John-Charles Duffy makes this point in his chapter on controversies about the translation of the Book of Mormon. Many people expressed surprise that the Gospel Topics essay “Book of Mormon Translation” candidly admitted that most historical accounts of translation indicate that Joseph Smith didn’t translate the plates while actually looking at the plates. In our church lessons and manuals for many years, we’ve seen images of a studious-looking young Joseph poring over the plates, trying to decipher their meaning. The reality, as the essay makes clear, is that he “placed either the interpreters or the seer stone in a hat, pressed his face into the hat to block out extraneous light, and read aloud the English words that appeared on the instrument.”
“For forthrightly addressing problematic historical information that might instead have been swept under the rug, the Gospel Topics essay may seem progressive.

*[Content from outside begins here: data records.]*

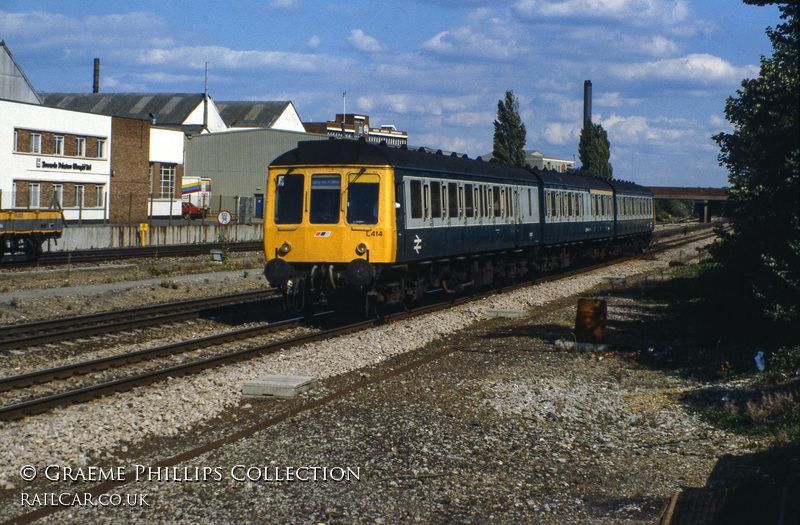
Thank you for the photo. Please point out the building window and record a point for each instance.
(36, 143)
(33, 195)
(167, 181)
(58, 196)
(79, 195)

In a larger picture, however, the essay is significant not because it is progressive but because it is markedly conservative even by LDS standards. . . . It was not inevitable that the Gospel Topics essay would assert the particular scenario it did for how the Book of Mormon was translated—namely, that Smith read the English translation from the interpretive instruments.”
According to Duffy, the decision to state that Smith read the English is actually controversial in that it puts forward a Book of Mormon that is essentially inerrant, verbatim, just recited by Smith with no involvement on Smith’s part.
This rejects an earlier view that was in the curriculum a century ago as taught by B. H. Roberts, in which Smith had a larger part to play than as a mouthpiece for an English text he received in full. By making Smith a more active participant in choosing the words to describe the impressions he received from God, Roberts offered a way for the church to sidestep serious questions about, for example, anachronistic language in the book (why is there iron? Why are there horses?) and the many grammatical errors of the initial translation.
Those errors were Smith’s, not God’s, according to Roberts. But by definitively rejecting Roberts’s view in favor of the “read English translation,” Duffy says, the church has newly backed itself into a corner of literalism—which is not the way to persuade doubters.
I would never have known that fascinating bit of history, and the whole anthology is full of such observations: where the Gospel Topics essays are concerned, there are many theological and historical roads not taken. And if the essays ever truly find themselves in public discussion, maybe we can start talking about those other possibilities as well as (finally!) the essays themselves.